- Type: Revolver
- Place of origin: United Kingdom

Production history
- Designer: P. Webley & Son
- Designed: 1868
- Produced: 1868 - 1920s

Specifications
- Parent case: .32 Short Rimfire
- Bullet diameter: .3170 in (8.05 mm)
- Neck diameter: .3200 in (8.13 mm)
- Base diameter: .3220 in (8.18 mm)
- Rim diameter: .3500 in (8.89 mm)
- Case length: .6200 in (15.75 mm)
- Overall length: .9000 in (22.86 mm)
- Rifling twist: 1 turn in 22 in (560 mm)
- Primer type: Berdan

Ballistic performance
| Bullet mass/type | Velocity | Energy |
| 80 gr (5 g) Lead | 168 m/s (550 ft/s) | 73 J (54 ft⋅lbf) |  |

= .320 Revolver =

Revolver cartridge

The .320 Revolver, also known as the .32 Short Colt or .32 Webley, is an obsolete revolver cartridge.
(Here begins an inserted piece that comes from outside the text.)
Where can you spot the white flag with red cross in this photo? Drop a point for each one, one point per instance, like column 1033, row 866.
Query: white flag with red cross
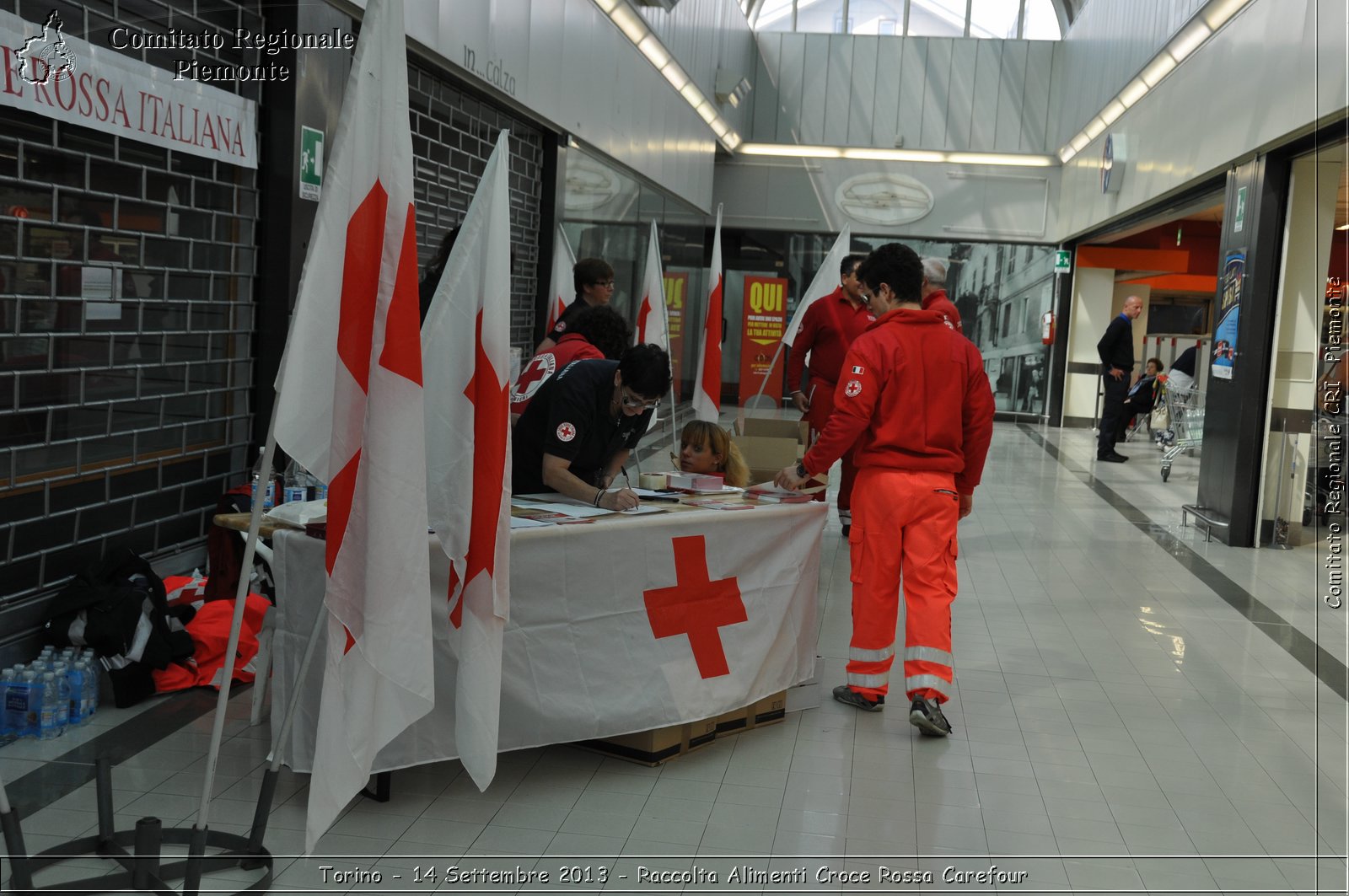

Its ballistic performance is comparable to that of the .25 ACP.

==Name==
The cartridge is known under a variety of names. In addition to .320 Revolver, it is also called .32 Short Colt, .32 Webley, .320 Short, .320 European and .320 Bulldog. The cartridge was not made by Colt, but because the .32 Long Colt (which was based on the .32 Webley) was introduced soon after, the cartridge became colloquially known as the ".32 Short Colt", or more simply, ".32 Short", to distinguish the two.

==History==
The .320 Revolver was designed for the Webley Bull Dog pocket revolver in 1868 and similar revolvers made in Belgium that followed. The .320 can be viewed as a centerfire version of the .32 Rimfire, albeit less powerful. Certain types of .32 Short Colt cartridges had a slightly different-sized rim. On some guns, these .32 Short Colt rounds will fit and cycle properly. Due to the popularity of the .32 Long Colt and, later, the more accurate .32 Smith & Wesson Long, the older .32-caliber cartridges, such as the .320 and the .32 Rimfire, declined in popularity and were eventually more or less obsolete by the 1920s. In Brazil, both .320 guns and ammo (double-barreled, side-by-side pistols) were made up to the 1960s. Amadeo Rossi made his Model 8 "Garrucha" in .320 from 1950 to 1962. Ammunition for the .320 was briefly made by Fiocchi in 2015. Winchester also briefly produced this cartridge, although it is now discontinued.